Al Neuharth Free Spirit and Journalism Conference: A lesson to dream, dare and do

Al Neuharth Free Spirit and Journalism Conference: A lesson to dream, dare and do

In late June, I took a trip to Washington, D.C., and was immersed in the powerful world of journalism. In 1999, Al Neuharth, founder of USA Today, the Freedom Forum and its Newseum, created a journalism conference for 51 rising senior high school students (referred to in the program as Free Spirits). Each student is picked to represent their state and the District of Columbia. I was honored to represent the state of New York and met engaging, unbelievable role models and friends. Never have I been surrounded by so many kind and intelligent people.  I don’t know many people who can say that they have a friend from every state in this country. Now, I can say that! All of our expenses were included for the conference, as well as a scholarship to the college we choose to attend in fall 2020.

Going into the Free Spirit and Journalism Conference, I had many emotions. I was quite nervous but more excited than ever. I was truly grateful for the opportunity to represent the state of New York. Of all the emotions that I felt, curiosity was the strongest. My 11-page itinerary from the organizers of the conference was planned minute by minute,  filled with panels, discussions and tours. I was curious to see whether I would come back loving or hating journalism. Turns out, I came out loving it. After being exposed to the lives of journalists in every field, I knew that this is a profession that attracts passionate and dedicated people.

The Journalism Conference’s emphasis is on the five principles of the First Amendment: freedom of religion, freedom of speech, freedom of the press, and the right to petition and assemble. According to the 2015 State of the First Amendment survey, only 27% to 40% of citizens could name a single right protected by the First Amendment.

My favorite part of the First Amendment is freedom of the press. This freedom is crucial in a democratic society and allows us, as citizens, to vocalize our opinions without being censored by the government. The Freedom Forum and Newseum emphasize the importance of the First Amendment and our rights as a democracy. 

Freedom of the press is a vital aspect of the First Amendment, but sadly, some school newspapers are suffering from the effects of censorship.  I talked to many high school students from all across the country and learned of their struggles with publishing certain articles or covering controversial topics. This is because their high schools don’t want to “look bad” or have a “bad reputation.” Is that what the world has come to? Do we do everything because we don’t want to look bad? It sounds like walking on eggshells to me.

Unfortunately, many high school papers around the U.S. are censored.  This limits the contributions of student journalists and what they have to offer. When does this come to an end? Why are people across the country facing this issue when the First Amendment allows people to voice their own opinion without having blockades. These are questions, I believe, that need consideration.  Should faculty advisors override students opinions in articles they write?
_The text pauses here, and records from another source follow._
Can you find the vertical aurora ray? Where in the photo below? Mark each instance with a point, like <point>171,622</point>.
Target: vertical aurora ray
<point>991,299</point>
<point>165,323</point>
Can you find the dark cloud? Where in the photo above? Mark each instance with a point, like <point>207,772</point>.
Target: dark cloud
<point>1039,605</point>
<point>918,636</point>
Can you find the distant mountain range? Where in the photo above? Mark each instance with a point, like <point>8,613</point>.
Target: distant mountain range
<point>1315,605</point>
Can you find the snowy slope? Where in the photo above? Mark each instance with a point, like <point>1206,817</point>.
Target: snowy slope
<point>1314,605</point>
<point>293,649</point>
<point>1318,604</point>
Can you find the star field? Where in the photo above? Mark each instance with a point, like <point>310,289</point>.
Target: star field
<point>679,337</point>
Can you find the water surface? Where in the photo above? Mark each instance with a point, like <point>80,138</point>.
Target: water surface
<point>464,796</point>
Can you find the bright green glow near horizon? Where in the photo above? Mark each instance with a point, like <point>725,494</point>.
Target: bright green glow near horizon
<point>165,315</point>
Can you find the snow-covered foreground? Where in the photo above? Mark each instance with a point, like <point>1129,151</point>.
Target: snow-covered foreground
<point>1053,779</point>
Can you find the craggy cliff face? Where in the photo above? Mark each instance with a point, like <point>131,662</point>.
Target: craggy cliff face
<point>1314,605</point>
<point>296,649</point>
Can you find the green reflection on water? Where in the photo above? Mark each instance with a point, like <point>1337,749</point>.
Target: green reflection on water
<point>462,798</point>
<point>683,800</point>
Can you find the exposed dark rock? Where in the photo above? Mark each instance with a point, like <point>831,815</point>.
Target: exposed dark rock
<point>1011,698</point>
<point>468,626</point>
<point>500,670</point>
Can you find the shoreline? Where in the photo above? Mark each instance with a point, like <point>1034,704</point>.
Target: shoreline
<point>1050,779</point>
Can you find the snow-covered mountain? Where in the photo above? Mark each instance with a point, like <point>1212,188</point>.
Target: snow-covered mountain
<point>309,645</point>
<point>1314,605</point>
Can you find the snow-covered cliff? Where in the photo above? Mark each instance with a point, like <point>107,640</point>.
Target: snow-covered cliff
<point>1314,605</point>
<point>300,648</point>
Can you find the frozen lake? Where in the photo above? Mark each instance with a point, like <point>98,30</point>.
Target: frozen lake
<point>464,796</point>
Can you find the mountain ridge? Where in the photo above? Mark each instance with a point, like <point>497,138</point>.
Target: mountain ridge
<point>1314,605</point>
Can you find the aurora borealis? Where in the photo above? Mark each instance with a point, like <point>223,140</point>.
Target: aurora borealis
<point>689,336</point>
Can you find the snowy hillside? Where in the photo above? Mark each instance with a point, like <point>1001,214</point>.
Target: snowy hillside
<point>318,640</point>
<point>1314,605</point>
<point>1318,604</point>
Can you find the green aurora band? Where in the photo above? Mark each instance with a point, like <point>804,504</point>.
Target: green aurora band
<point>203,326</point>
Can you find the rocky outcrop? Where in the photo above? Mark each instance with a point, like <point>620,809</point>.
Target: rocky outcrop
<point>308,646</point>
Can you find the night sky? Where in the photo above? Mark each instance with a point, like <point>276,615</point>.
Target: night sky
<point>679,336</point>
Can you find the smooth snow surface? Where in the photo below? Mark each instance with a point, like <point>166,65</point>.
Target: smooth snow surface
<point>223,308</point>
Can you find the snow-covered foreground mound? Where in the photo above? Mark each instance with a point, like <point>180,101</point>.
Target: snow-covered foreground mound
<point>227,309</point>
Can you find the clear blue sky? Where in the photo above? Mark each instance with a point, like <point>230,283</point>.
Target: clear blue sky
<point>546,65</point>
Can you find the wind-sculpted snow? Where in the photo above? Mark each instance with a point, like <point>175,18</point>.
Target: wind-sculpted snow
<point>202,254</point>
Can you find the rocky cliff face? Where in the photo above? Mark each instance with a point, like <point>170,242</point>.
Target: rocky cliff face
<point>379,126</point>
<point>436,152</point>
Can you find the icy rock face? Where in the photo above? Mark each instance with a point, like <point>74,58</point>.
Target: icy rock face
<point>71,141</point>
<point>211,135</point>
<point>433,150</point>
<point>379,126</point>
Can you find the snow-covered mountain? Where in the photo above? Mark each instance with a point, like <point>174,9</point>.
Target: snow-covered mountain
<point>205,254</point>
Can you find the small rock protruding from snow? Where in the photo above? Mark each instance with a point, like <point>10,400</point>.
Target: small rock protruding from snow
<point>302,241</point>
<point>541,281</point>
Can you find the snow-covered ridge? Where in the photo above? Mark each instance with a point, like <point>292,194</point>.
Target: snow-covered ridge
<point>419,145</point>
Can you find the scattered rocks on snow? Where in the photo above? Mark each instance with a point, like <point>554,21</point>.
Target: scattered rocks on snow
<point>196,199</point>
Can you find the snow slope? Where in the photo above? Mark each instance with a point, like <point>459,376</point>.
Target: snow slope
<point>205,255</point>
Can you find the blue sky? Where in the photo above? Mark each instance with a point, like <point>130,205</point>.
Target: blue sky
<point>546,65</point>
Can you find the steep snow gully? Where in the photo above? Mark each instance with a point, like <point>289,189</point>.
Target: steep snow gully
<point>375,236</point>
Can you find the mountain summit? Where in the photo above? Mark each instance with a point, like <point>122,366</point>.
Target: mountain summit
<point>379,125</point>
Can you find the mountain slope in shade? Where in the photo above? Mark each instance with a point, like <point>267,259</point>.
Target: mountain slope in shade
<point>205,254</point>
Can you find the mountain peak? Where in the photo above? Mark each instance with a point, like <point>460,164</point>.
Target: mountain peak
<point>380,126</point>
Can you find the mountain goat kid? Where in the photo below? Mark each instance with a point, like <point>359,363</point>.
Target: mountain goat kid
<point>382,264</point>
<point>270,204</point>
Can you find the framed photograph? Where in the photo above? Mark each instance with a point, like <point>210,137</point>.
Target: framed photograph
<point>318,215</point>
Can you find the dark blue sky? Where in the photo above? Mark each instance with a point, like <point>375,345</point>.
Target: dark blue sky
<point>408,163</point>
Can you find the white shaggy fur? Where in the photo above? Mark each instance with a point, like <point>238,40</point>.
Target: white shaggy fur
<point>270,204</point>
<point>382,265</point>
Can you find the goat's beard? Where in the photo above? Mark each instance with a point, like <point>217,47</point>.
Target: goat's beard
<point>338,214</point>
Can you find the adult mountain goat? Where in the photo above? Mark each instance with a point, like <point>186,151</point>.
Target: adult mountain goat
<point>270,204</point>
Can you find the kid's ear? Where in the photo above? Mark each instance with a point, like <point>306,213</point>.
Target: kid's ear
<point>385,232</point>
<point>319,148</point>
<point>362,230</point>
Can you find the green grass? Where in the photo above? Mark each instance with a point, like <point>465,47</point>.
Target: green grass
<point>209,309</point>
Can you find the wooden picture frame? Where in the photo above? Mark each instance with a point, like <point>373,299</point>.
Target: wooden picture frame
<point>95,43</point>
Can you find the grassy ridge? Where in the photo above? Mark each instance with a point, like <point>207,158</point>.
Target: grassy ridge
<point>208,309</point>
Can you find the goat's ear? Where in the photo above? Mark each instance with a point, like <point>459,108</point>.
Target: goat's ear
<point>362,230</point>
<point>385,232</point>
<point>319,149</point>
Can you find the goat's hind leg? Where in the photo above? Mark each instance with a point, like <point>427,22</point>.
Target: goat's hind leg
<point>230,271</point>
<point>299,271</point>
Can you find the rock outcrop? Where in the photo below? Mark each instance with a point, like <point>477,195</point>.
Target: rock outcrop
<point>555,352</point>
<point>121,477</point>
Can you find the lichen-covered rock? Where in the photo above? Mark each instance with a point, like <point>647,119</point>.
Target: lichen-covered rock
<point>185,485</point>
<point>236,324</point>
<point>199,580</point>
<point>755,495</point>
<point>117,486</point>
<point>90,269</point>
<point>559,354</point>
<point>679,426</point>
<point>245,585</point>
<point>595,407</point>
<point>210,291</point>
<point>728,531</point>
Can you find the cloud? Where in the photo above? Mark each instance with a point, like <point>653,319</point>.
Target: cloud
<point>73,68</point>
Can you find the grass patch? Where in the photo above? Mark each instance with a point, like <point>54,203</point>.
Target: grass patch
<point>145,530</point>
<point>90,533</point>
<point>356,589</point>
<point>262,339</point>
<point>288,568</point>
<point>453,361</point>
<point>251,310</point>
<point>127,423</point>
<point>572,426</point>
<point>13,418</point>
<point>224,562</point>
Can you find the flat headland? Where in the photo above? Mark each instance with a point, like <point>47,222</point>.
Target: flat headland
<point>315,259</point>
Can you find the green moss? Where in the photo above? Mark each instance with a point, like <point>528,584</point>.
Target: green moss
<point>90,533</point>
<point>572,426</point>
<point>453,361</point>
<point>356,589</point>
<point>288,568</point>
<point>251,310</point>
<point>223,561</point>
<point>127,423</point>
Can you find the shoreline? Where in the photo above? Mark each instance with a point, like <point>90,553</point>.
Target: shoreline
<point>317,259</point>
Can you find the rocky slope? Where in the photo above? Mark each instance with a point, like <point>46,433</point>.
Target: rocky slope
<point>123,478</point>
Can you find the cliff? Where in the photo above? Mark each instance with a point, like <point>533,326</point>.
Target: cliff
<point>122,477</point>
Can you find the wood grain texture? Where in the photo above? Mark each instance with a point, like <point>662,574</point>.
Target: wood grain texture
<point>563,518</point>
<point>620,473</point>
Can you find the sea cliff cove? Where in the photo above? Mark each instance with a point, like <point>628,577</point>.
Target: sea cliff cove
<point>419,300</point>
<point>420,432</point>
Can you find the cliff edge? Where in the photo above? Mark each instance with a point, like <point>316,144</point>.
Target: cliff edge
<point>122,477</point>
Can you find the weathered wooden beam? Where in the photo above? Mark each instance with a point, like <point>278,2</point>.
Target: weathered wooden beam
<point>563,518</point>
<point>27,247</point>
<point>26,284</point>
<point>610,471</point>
How can student’s opinions be taken seriously?

On the second day of the conference, each one of us spoke about our publications. So many students talked about the issue of censorship in their schools.  These and many other topics were discussed throughout the conference. The world of journalism is unique. It ranges from questioning issues such as censorship to broadcasting and investigative reporting and freelancing.   

One freelancer, Mary Pilon, spoke to the group of Free Spirits. She said she believes that adaptability is crucial, and that it is important to do something different each and everyday. Pilon is the author of the New York Times 2015 bestseller “The Monopolists” and was a former Free Spirit.  She talked to the Free Spirits about her journey in journalism and the adventures she has had. For example, she covered multiple Olympic Games. I took her saying, “to do something different everyday” to heart. In fact, I loved how focusing on the good and doing something new every day is vital. 

Another activity that I thoroughly enjoyed was visiting the NBC News studios. Our enormous group of 51 Free Spirits was admitted to the NBC studios early on Sunday morning. It was quite an early wake up call, but it proved worth it. We were ecstatic, over-tired and star-struck as we walked into the studio. We were going to meet Chuck Todd, anchor of “Meet the Press.” All 51 of us crunched on the bleachers on the set waiting to watch in awe the famous live television show. After the broadcast, Chuck Todd came over to have a discussion with us. Everyone’s hands flew up in the air, but we only had so much time with him; he’s a busy man. I admired his advice to young journalists and walked out of the studios inspired because he said he had faith in our generation. 

In the following days of the conference, speakers and famous figures repeated a version of this phrase: “All 51 of you sitting in this room are the next generation to change this world.” I kept revisiting one part of the phrase: “Change the world.” I’m only 17 years old, and I’m supposed to change the world. Talk about pressure. But I am always up for the challenge, and as I move forward into senior year at Pelham Memorial High School, I cannot wait to change this world and make a difference. As the late Al Neuharth said, all it takes are three words: Dream, Dare and Do.